Le sexe : Dur dur comme sujet mine de rien, racoleur à souhait il est pourtant l’inavouable qui n’a sa place avec des mots que s’ils sont minutieusement choisis et pesés sous peine de promotion directe au rang de pervers bref laissons ça de côté pour l’instant.

La mer Baltique : A défaut de la situer précisément dans les trois secondes, je tiens à adresser mon profond respect aux peuples Baltes même si j’ai choisi de ne pas traiter ce sujet ce soir!

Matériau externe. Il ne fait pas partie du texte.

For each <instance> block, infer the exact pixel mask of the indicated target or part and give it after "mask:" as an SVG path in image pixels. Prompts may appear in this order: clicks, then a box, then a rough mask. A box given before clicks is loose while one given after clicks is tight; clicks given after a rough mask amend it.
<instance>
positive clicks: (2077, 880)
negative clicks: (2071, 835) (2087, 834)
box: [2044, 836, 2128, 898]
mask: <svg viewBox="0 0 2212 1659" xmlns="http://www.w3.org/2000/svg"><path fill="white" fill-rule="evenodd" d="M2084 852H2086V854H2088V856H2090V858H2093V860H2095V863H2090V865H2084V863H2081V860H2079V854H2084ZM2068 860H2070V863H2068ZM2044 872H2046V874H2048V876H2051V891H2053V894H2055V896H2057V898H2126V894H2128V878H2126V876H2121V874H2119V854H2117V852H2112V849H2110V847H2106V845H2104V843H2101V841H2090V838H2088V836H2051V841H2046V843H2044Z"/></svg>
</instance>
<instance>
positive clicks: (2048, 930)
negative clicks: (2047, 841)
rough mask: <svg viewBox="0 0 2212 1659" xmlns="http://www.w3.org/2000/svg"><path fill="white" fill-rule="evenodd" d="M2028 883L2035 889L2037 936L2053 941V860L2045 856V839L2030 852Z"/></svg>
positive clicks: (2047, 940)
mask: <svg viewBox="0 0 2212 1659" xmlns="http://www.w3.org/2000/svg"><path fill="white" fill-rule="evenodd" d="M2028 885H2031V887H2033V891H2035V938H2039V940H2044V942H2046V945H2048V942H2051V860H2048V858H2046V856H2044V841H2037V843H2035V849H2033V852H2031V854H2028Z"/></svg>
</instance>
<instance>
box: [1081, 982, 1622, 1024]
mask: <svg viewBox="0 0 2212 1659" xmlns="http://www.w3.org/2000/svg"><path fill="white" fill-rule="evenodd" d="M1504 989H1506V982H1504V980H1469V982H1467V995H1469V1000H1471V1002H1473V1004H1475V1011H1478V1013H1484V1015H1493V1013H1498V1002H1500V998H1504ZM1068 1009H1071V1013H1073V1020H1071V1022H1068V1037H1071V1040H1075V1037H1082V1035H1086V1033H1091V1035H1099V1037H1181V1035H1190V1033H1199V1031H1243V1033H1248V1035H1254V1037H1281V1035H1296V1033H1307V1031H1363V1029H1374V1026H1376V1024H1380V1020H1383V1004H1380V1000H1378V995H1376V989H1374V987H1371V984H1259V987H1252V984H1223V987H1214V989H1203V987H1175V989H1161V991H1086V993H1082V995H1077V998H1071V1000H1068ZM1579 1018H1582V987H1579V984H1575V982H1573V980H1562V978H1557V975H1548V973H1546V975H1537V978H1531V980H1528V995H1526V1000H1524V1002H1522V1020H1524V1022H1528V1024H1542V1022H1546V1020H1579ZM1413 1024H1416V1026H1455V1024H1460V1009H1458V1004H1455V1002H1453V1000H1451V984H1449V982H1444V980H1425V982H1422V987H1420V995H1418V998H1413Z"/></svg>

Le marché du slip dans le monde : Cette suggestion est une honte je tiens à m’en excuser profondément elle n’était pour moi qu’une base à la création d’une réflexion manuscrite. Puissiez-vous me pardonner !

Le statut de la relation d’amitié homme-objet : A voir, encore un concept scabreux qui me réjouis. Je n’aurais qu’à jouer le refrain de la tolérance sur fond de béatitude acceptative exacerbée en prenant soin de rappeler que j’aime profondément l’humain et sa complexité mais n’est-ce pas à lui, être doté d’intelligence, d’ouvrir ses bras à nos amis inanimés ? :-/ Sans commentaires…

Pourquoi tant de questions ? : Si je le savais mon ami !

3h35 : Tête nonchalamment posée sur ma main à 90° de mon avant-bras, air hagard et désabusé pour la première fois de la soirée j’entrouvre ma bouche en soupirant :

« J’aurais mieux fait d’aller me coucher ! »

AShnRuins
AShnRuins
Niveau 10
01 avril 2008 à 06:39:08

Bon, tu as l'air suffisament dérangé pour survivre parmi nous :-)

:coeur:

:-)

SWE-Wolf
SWE-Wolf
Niveau 10
01 avril 2008 à 20:10:20

Merci beaucoup pour la lecture de cet imbroglio et il est tellement bon d'être naturellement dérangé :-)!

N_o_N_a_m_e
N_o_N_a_m_e
Niveau 6
26 avril 2008 à 22:02:46

Mon âme soeur n'était pas réellement ma soeur, mais elle aurait pu très bien le devenir. J'adorais l'a regardé. Quoique, assez secrètement j'éprouvé un fort désir pour elle ou son corps. Elle était si jolie dans son baignoire. Il y avait seulement ce désir qui m'appellait sans cesse. A la fin de mon interrogatoire, j'étais toujours menotté, le policier me demanda fermement ceci : "Quel est votre nom ?"

-Je me souviens maintenant, je m'appelle pédophile, lui dis-je.